Eating disorders are one of the most intriguing and challenging psychiatric illnesses.
Treatment recommendations for eating disorders are still based heavily on expert clinical judgment instead of on scientific evidence from controlled trials.
According to APA's 2006 Practice Guidelines, patient's level of care is determined considering overall physical condition, psychology, behavior, and social circumstances, rather than simply relying on one or more physical parameters, such as weight. Of the five levels of care proposed, inpatient treatment is considered the last resort.
Therefore, inpatient treatment should not be intended to replace outpatient treatment, but to precede and prepare for long-term recovery.
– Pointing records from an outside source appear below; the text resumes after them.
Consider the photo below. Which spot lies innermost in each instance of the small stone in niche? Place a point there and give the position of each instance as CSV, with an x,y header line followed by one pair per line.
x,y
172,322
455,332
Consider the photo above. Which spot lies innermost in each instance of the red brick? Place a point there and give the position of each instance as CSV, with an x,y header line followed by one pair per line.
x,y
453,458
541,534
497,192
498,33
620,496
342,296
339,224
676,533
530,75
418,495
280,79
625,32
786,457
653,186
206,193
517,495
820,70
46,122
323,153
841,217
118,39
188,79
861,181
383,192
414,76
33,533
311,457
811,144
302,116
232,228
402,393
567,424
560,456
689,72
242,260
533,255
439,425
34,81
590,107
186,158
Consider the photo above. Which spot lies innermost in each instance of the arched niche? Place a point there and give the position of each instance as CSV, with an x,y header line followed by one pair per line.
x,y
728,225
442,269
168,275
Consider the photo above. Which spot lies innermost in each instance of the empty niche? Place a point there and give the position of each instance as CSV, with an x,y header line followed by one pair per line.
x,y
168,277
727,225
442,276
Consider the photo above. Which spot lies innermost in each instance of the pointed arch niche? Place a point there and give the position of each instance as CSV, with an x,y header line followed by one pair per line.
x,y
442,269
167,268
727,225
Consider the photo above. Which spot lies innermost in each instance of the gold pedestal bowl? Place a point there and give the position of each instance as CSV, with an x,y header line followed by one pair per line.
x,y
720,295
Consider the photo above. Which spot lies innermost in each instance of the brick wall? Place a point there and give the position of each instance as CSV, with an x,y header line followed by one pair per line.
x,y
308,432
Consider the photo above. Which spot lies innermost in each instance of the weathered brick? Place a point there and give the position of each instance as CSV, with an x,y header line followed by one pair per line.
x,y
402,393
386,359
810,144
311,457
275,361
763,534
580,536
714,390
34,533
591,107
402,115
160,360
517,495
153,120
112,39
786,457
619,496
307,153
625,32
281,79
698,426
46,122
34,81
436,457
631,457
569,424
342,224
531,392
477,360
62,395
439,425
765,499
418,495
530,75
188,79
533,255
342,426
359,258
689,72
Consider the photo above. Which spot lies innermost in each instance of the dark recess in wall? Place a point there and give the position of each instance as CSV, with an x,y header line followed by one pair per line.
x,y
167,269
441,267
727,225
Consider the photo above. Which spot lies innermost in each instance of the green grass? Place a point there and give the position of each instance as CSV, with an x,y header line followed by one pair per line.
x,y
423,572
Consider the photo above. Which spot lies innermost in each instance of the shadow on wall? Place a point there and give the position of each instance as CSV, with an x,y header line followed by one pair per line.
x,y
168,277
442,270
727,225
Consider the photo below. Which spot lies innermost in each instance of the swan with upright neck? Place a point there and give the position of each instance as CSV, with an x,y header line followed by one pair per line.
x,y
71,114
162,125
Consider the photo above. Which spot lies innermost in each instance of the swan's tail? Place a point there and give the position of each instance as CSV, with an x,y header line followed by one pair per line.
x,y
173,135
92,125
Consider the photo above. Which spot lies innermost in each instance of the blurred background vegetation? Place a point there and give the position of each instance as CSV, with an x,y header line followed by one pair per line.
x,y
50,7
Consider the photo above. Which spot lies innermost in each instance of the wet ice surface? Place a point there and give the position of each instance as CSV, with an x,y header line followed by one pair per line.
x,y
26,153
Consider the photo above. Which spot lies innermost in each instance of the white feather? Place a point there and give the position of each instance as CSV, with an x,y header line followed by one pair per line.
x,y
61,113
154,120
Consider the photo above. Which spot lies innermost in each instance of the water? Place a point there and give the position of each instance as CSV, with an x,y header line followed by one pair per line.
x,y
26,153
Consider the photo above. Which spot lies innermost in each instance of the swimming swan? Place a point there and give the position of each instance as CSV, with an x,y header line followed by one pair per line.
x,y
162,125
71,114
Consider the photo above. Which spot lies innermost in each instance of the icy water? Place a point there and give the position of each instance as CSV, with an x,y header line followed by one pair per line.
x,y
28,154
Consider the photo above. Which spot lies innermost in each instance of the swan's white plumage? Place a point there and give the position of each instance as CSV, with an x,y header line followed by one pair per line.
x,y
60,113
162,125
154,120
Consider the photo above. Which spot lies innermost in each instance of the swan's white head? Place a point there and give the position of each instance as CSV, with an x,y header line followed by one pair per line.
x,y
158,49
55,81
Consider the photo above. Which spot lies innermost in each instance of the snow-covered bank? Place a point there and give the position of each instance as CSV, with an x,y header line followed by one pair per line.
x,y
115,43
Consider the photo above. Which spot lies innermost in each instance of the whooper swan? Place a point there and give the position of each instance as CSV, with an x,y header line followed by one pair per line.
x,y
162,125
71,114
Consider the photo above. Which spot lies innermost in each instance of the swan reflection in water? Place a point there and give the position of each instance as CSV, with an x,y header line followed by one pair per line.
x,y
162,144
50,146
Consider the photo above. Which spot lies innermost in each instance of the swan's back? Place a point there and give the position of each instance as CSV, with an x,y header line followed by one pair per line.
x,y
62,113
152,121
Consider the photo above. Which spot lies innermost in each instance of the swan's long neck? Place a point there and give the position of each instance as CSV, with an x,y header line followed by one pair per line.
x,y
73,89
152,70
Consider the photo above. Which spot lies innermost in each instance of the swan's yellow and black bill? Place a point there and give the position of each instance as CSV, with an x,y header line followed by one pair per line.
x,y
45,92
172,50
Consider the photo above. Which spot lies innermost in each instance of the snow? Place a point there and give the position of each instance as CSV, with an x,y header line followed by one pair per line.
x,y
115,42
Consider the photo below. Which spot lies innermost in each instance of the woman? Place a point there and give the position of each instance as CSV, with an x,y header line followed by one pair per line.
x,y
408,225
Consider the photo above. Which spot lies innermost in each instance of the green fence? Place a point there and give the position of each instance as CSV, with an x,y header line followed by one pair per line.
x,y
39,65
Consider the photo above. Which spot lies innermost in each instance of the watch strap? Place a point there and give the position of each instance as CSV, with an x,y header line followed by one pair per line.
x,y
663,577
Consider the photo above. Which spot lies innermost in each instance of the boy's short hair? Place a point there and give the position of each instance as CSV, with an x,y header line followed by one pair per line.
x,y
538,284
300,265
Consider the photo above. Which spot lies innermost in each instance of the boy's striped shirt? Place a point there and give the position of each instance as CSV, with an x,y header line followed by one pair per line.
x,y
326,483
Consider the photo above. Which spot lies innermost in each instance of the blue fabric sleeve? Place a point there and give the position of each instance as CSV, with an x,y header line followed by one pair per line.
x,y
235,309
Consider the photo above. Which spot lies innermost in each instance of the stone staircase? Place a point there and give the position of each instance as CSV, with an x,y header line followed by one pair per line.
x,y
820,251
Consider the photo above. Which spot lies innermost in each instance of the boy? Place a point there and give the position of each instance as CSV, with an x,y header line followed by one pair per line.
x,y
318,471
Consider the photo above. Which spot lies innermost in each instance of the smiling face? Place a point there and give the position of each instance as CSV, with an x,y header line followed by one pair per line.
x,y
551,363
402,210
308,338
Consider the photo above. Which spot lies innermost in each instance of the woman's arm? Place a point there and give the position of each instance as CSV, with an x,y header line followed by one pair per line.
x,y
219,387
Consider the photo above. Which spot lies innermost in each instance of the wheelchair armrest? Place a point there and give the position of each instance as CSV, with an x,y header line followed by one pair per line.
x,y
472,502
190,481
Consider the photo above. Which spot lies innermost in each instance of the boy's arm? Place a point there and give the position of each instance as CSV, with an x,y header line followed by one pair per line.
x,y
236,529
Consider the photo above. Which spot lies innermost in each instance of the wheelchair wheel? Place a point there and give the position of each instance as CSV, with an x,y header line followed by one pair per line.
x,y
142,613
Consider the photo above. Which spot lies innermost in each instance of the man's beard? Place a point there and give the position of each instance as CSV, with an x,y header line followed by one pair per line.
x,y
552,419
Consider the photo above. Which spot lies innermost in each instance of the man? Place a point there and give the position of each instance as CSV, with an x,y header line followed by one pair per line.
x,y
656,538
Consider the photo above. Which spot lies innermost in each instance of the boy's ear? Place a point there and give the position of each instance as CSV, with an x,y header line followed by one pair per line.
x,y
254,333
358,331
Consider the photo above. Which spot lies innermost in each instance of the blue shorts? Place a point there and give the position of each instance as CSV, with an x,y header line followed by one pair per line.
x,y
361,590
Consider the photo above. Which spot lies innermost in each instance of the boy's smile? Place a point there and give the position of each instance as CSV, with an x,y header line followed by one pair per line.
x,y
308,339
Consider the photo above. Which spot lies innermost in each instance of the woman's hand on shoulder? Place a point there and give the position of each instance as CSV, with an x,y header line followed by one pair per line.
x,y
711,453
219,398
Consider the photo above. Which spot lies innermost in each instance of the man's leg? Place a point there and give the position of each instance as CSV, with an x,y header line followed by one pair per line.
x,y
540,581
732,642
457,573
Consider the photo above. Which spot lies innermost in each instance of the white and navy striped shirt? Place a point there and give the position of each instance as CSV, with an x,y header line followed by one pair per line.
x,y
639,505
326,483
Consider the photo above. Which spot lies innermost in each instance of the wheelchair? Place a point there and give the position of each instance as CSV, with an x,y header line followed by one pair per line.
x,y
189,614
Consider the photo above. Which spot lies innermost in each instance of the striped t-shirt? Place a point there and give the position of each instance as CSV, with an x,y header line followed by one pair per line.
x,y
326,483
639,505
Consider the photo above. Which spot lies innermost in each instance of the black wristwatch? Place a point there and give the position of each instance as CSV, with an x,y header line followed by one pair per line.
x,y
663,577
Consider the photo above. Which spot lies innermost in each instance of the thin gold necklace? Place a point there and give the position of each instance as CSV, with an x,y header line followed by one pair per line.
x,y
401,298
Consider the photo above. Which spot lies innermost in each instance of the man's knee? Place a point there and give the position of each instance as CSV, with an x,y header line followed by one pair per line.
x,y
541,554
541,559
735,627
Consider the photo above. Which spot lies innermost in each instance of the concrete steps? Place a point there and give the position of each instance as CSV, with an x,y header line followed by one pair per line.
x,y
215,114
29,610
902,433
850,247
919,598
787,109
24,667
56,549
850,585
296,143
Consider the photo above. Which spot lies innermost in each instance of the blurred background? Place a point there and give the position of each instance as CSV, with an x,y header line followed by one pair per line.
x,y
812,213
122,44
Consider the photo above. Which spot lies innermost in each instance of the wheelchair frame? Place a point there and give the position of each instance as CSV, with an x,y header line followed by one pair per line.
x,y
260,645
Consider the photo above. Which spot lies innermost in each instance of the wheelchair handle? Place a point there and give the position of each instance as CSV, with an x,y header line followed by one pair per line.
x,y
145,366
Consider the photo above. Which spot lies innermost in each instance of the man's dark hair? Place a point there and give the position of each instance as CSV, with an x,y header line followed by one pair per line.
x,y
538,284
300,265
The decision to hospitalize is usually based on several criteria, including medical (e.g. severe weight loss, significant psychiatric comorbidity), psychotherapeutic (e.g. lack of response to outpatient treatment) and psychosocial criteria (e.g. marked family disturbance). Indeed, hospitalization may have its own positive indications, especially when a supporting and stimulating therapeutic milieu is offered.
The primary aim of this study is to characterize a group of 97 eating disorders inpatients admitted in Hospital São João Psychiatry Department between 2000 and 2007, respecting gender, age, diagnosis, previous treatment length, motive for hospitalization and its duration, BMI and number of hospitalizations. Secondarily, significant correlations will be explored and further discussed.